The author of a book arguing for the innocence of five convicted Cuban spies found himself disinvited from an appearance on Miami’s WLRN-FM last month, only to be reinvited after the station’s g.m. caught wind of the cancellation.
Stephen Kimber, a journalism professor at the University of King’s College in Halifax, Nova Scotia, was slated to appear on WLRN’s Topical Currents Sept. 17 to discuss his new book, What Lies Across the Water: The Real Story of the Cuban Five.
The book examines the 2001 Miami trial of the Cuban Five, who were convicted for conspiracy to spy on the U.S. and for failure to register as agents of a foreign government. One of the spies was also convicted for conspiracy to commit murder for his involvement in a 1996 incident in which Cuban jets shot down planes flying between Florida and Cuba, piloted by exiles.
The case remains controversial in Miami, where a community of Cuban exiles harbors strong anti-Castro sentiments. In his book, Kimber argues that to be fair, the Cuban Five trial should have been moved out of Miami. The book also alleges that the charge of conspiracy to commit murder against one of the Five was poorly supported.
The day before Kimber’s scheduled appearance on WLRN, a Topical Currents producer informed the author’s publicist that host Joseph Cooper had decided to cancel the interview. “After looking over the book and accompanying material . . . he feels that the topic is too ‘incendiary’ and fears a negative reaction from certain segments of the community,” Senior producer Richard Ives wrote in an email that Kimber quoted on his blog.

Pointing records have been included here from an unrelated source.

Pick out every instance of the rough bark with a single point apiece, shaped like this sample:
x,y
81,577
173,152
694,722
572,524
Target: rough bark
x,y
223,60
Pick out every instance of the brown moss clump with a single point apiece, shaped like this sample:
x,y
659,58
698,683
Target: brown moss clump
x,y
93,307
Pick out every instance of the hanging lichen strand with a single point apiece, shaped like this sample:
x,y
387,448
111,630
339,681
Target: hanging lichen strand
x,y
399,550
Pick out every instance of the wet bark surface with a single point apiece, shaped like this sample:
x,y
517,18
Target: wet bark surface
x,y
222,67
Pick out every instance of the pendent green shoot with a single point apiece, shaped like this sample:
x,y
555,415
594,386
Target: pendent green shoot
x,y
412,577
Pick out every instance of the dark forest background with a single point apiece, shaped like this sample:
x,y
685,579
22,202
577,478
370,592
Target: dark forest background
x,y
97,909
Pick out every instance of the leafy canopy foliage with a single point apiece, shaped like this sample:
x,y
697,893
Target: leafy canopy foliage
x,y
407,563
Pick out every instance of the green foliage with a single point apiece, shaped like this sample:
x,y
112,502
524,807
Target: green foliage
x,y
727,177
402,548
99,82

In the email, Ives offered his apologies to the author and said he had tried to make the case that Cooper’s fears about the book were overblown, “but to no avail.”
Cooper did not respond to requests from Current for an interview. But he told Miami’s El Nuevo Herald that Kimber “was presupposing the innocence of the Cuban Five” in his book.
“It’s not a polemic,” Kimber told Current, describing his book. Though he does argue that the Cuban Five were wrongly imprisoned, “there’s a certain amount of balance,” Kimber says.
Yet a day after Kimber’s appearance was canceled, he was booked on a different WLRN program, the weekly Florida Roundup. In a letter posted on WLRN’s website Sept. 18, General Manager John LaBonia apologized for Cooper’s decision to cancel Kimber’s interview and announced that the author would appear on the Sept. 20 edition of Florida Roundup.
Cuba “remains a highly sensitive matter in Miami, especially within the Cuban-American community,” LaBonia wrote. “But we also realize that the local conversation about Cuba has evolved and become more broadminded over the past decade — and that it can accommodate opinions today that might have been too uncomfortable to engage a generation ago.”
“The book argues that the Cubans are innocent, a claim that Mr. Cooper deemed too ‘incendiary’ for this community to hear — a judgment that I and the rest of WLRN’s management strongly disagree with,” LaBonia wrote. “Mr. Cooper’s decision, in fact, was made without our knowledge, and it in no way reflects — in fact, it blatantly contradicts — who we are and what we do as South Florida’s source for public radio news and discussion.
“It also belies the recent launch of WLRN’s efforts to provide our listeners with more coverage of Latin American news and issues, and that includes more open forums on Cuba policy.”
When Kimber later appeared on Florida Roundup, another guest had also been booked — David Buckner, a federal prosecutor in the Cuban Five case. Though Florida Roundup usually features a panel of South Florida journalists discussing current events, the show was revamped to accommodate Buckner and Kimber.
At the interview’s outset, Kimber attempted to discuss the Topical Currents cancellation and rescheduling of his interview, but host Tom Hudson firmly and repeatedly cut him off and redirected the conversation. During the frequently contentious hourlong discussion, Kimber accused Hudson and Buckner of “ganging up” on him.
Kimber told Current that his experience with WLRN “strengthens the argument made in the book that Miami is a very difficult place for someone representing the Cuban government to get a fair hearing, such as the Cuban Five.